In 2010, Jafar Panahi, among the most influential contemporary Iranian filmmakers, was accused of collusion against the Iranian regime, sentenced to six years in jail and banned from making films for 20 years. While appealing his sentence, and under house arrest, Panahi made this clandestine documentary, shot partially on an iPhone and smuggled into France in a cake for a last-minute submission to Cannes. The film, a collaboration with documentarian Mojtaba Mirtahmasb, is a day-in-the-life chronicle, a statement of political and moral conviction and a reflection on the meaning of the art of filmmaking.
Tuesday, November 25 at 1:30pm
Berberian Sound Studio
Peter Strickland (UK 2012) 90 min. With Toby Jones, Cosimo Fusco. In English and Italian with English subtitles.
A mild-mannered sound engineer arrives in Rome to supervise the soundtrack for a 1970s exploitation horror film called The Equestrian Vortex. But the film-within-the-film is never seen; instead it is left to our imaginations to supply visual analogues for the bloodcurdling screams, squishes, sizzles and splatters that we hear. The suggestive power of sound and an increasingly unhinged protagonist become ever more unsettling as the story’s line between cinema and reality blur Strickland’s meta-horror film, which established the director as an important new voice in British cinema.
Tuesday, December 2 at 1:30pm
Toy Story
John Lasseter (U.S. 1995) 81 min. Voices: Tom Hanks, Tim Allen, Don Rickles, Jim Varney, Wallace Shawn.

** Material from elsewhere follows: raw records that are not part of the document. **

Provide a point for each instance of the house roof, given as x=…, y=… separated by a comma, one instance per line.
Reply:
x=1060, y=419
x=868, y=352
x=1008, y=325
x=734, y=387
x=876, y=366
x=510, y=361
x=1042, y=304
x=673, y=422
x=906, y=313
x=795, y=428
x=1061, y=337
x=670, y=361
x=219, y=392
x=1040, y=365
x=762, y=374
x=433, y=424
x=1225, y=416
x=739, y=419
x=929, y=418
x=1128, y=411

Pixar’s first feature, and the first feature created solely with computer-generated imagery, Toy Story proved a sensation, inspiring two sequels, two live stage adaptations and six theme park attractions. In a young boy’s bedroom, toys come to life when noone is looking; Pixar’s emotionally honest, exuberantly animated work delineates the now-iconic characters of Woody and Buzz Lightyear in a fable about friendship.